This paper proposes a Multi-Agent Conversational Recommender System (MACRS), an LLM-only system that can efficiently plan and dynamically refine its dialogue and recommendations. MACRS consists of two essential modules: (1) multi-agent act planning, which includes three responder agents and one planner agent, and (2) user feedback-aware reflection, a dynamic optimization mechanism based on the LLM. The first module plans dialogue acts for each turn, while the second module uses user feedback to adjust the dialogue act planning and generate higher-level user information. Extensive experiments on Movielens demonstrate the effectiveness of MACRS in recommendation and user preferences collection.
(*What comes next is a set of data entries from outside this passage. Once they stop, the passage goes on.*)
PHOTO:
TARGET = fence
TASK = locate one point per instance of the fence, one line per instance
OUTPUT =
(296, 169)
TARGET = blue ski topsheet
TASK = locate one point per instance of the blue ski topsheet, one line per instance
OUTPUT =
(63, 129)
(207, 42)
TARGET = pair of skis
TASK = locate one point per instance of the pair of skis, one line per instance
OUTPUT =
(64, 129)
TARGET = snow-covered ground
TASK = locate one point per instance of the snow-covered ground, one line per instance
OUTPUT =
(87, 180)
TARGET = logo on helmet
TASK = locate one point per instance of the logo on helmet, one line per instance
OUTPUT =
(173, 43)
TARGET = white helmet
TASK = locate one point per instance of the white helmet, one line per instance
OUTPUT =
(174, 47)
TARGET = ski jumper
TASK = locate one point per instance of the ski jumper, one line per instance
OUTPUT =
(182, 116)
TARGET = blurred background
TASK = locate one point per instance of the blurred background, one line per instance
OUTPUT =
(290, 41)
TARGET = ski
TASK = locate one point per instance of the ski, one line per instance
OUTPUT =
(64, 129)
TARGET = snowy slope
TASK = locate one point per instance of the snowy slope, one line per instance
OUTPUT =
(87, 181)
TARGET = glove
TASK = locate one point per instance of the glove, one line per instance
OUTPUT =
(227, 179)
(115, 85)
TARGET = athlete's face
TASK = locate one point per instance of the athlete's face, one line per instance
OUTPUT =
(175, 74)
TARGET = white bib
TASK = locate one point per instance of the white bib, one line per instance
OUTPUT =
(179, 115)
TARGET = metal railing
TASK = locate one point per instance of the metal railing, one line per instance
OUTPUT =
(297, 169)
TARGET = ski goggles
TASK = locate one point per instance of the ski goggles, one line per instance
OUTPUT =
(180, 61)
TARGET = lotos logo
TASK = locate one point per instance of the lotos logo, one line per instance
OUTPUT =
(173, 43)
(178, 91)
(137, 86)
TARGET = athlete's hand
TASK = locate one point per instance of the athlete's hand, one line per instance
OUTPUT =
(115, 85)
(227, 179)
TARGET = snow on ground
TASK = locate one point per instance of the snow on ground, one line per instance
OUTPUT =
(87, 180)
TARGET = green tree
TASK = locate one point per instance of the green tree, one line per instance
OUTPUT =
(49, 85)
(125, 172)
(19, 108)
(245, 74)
MACRS addresses the challenges of controlling dialogue flow and incorporating user feedback in conversational recommendation systems. The multi-agent act planning module uses four LLM-based agents to generate various candidate responses and select the most appropriate one. The user feedback-aware reflection module leverages user feedback to adjust the dialogue act planning and generate higher-level user information. The experiments show that MACRS outperforms existing methods in recommendation accuracy and user preference collection.
The paper also discusses related work, including LLM-based autonomous agents and conversational recommender systems. It highlights the limitations of existing methods and proposes MACRS as a solution. The methodology includes an overview of the system, multi-agent act planning, and user feedback-aware reflection. The experiments evaluate the performance of MACRS in terms of success rate, hit ratio, and average turns. The results show that MACRS outperforms existing methods in all metrics. The paper concludes that MACRS can significantly improve the performance of conversational recommendation systems and provide a better user experience.This paper proposes a Multi-Agent Conversational Recommender System (MACRS), an LLM-only system that can efficiently plan and dynamically refine its dialogue and recommendations. MACRS consists of two essential modules: (1) multi-agent act planning, which includes three responder agents and one planner agent, and (2) user feedback-aware reflection, a dynamic optimization mechanism based on the LLM. The first module plans dialogue acts for each turn, while the second module uses user feedback to adjust the dialogue act planning and generate higher-level user information. Extensive experiments on Movielens demonstrate the effectiveness of MACRS in recommendation and user preferences collection.
MACRS addresses the challenges of controlling dialogue flow and incorporating user feedback in conversational recommendation systems. The multi-agent act planning module uses four LLM-based agents to generate various candidate responses and select the most appropriate one. The user feedback-aware reflection module leverages user feedback to adjust the dialogue act planning and generate higher-level user information. The experiments show that MACRS outperforms existing methods in recommendation accuracy and user preference collection.
The paper also discusses related work, including LLM-based autonomous agents and conversational recommender systems. It highlights the limitations of existing methods and proposes MACRS as a solution. The methodology includes an overview of the system, multi-agent act planning, and user feedback-aware reflection. The experiments evaluate the performance of MACRS in terms of success rate, hit ratio, and average turns. The results show that MACRS outperforms existing methods in all metrics. The paper concludes that MACRS can significantly improve the performance of conversational recommendation systems and provide a better user experience.